The International Whaling Commission has decided to set up a fund to help cash-strapped developing nations and make a Japanese official the next chairman.

The new fund, proposed by Japan and other countries as the IWC wrapped up its general meeting in Slovenia on Friday, is aimed at providing financial assistance to countries unable to send delegates to its meetings. This year's meeting was attended by about 65 of 88 members.

While the fund is intended to help more countries send delegates, bickering between the pro-whaling and anti-whaling camps could escalate further. At present, the 88 members are almost equally divided.

Many of the developing nations eligible to receive the aid are believed to support whaling. Major issues at the IWC, including whether to resume commercial whaling, require a three-fourths majority vote to pass.

At the five-day biennial meeting, the IWC selected Japanese representative Joji Morishita to be the next chairman of the world whaling body.

It also passed a nonbinding resolution that asks Japan or any IWC member to get approval from the body in order to continue hunting.

Previously, IWC members could conduct "research whaling" with a stipulation, passed in 2014, that plans must be submitted for review in advance by the body's Scientific Committee.

The new resolution makes no exception for research whaling and will thus tighten scrutiny of the practice.
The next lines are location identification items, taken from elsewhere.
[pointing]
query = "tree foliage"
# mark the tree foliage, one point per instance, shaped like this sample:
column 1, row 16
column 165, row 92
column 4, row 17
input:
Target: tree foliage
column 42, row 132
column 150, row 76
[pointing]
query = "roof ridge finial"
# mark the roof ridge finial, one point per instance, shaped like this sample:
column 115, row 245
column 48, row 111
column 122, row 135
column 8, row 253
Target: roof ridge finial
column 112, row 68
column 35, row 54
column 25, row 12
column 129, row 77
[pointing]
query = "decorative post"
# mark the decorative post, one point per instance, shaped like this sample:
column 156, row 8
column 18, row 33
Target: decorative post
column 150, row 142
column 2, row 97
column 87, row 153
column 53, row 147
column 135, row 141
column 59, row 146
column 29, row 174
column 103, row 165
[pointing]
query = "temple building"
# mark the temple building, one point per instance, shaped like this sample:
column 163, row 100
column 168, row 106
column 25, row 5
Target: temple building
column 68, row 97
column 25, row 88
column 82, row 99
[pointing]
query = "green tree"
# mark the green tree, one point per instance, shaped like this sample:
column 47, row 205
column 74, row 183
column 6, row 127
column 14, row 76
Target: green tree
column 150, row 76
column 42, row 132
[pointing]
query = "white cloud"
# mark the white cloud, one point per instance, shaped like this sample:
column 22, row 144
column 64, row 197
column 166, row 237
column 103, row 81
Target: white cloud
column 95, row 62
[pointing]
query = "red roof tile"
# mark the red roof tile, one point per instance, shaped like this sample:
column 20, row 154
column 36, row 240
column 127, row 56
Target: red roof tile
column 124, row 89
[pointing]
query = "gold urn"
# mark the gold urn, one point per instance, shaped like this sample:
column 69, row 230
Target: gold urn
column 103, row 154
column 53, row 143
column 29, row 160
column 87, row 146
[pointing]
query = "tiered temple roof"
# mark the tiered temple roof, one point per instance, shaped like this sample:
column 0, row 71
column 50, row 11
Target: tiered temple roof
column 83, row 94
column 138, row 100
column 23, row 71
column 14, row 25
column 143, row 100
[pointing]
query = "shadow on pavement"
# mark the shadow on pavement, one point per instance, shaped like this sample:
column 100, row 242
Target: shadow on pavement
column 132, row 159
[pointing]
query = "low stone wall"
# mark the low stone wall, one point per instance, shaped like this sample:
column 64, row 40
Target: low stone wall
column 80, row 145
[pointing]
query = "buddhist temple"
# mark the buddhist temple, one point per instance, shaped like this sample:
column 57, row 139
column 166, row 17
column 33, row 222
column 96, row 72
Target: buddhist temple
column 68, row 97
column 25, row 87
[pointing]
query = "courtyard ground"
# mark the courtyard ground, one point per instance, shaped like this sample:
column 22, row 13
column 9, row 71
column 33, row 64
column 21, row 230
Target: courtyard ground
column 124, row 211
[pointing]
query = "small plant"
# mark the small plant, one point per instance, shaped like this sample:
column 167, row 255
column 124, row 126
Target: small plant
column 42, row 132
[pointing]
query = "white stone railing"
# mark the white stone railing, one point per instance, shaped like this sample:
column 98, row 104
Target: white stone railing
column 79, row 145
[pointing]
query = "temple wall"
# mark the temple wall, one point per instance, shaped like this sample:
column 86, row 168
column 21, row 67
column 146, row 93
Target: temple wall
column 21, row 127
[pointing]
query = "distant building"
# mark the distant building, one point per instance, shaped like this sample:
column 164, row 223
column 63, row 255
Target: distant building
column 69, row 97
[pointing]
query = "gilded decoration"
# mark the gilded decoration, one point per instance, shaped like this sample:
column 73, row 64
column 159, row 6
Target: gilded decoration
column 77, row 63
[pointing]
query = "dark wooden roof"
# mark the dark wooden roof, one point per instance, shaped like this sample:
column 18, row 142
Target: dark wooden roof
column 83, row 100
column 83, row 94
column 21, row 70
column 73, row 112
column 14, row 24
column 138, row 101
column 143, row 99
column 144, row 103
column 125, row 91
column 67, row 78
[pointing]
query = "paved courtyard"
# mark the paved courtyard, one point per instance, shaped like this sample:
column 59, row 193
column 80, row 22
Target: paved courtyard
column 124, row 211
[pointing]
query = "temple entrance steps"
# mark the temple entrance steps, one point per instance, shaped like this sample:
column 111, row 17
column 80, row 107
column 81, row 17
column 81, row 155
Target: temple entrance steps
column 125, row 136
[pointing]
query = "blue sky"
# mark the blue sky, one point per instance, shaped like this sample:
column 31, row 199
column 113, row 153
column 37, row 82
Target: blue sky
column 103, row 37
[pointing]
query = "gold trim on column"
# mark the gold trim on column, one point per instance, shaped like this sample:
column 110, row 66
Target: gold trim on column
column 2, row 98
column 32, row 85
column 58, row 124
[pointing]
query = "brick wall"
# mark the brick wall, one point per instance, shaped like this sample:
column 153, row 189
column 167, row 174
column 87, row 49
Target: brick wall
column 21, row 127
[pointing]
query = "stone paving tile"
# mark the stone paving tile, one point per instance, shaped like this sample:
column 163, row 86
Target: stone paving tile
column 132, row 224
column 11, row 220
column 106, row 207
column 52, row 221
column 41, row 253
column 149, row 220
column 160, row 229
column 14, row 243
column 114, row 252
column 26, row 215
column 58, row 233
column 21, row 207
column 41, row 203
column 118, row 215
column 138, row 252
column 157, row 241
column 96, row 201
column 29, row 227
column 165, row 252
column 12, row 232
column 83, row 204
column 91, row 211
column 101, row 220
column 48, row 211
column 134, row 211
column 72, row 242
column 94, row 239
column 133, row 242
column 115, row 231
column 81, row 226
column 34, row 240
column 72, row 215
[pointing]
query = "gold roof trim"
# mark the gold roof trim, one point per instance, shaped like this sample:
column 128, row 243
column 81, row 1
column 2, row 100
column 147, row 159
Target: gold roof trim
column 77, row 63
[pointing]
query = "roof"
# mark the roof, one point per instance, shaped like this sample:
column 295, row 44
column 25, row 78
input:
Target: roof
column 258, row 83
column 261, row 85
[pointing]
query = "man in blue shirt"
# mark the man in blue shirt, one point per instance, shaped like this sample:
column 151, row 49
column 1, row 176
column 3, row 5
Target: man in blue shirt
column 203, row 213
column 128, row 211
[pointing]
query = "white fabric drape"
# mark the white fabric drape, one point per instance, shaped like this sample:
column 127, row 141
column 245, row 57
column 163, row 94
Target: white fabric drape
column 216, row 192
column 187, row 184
Japan halted commercial whaling in accordance with an international moratorium that took force in 1986. But it began hunting them again for what it said were scientific purposes in the Antarctic in 1987 and in the Northwest Pacific in 1994.

The International Court of Justice in The Hague ruled in March 2014 that Japan's whale hunts lacked scientific grounds and ordered them stopped. The decision resulted in a hiatus, but Japan restarted whaling late last year.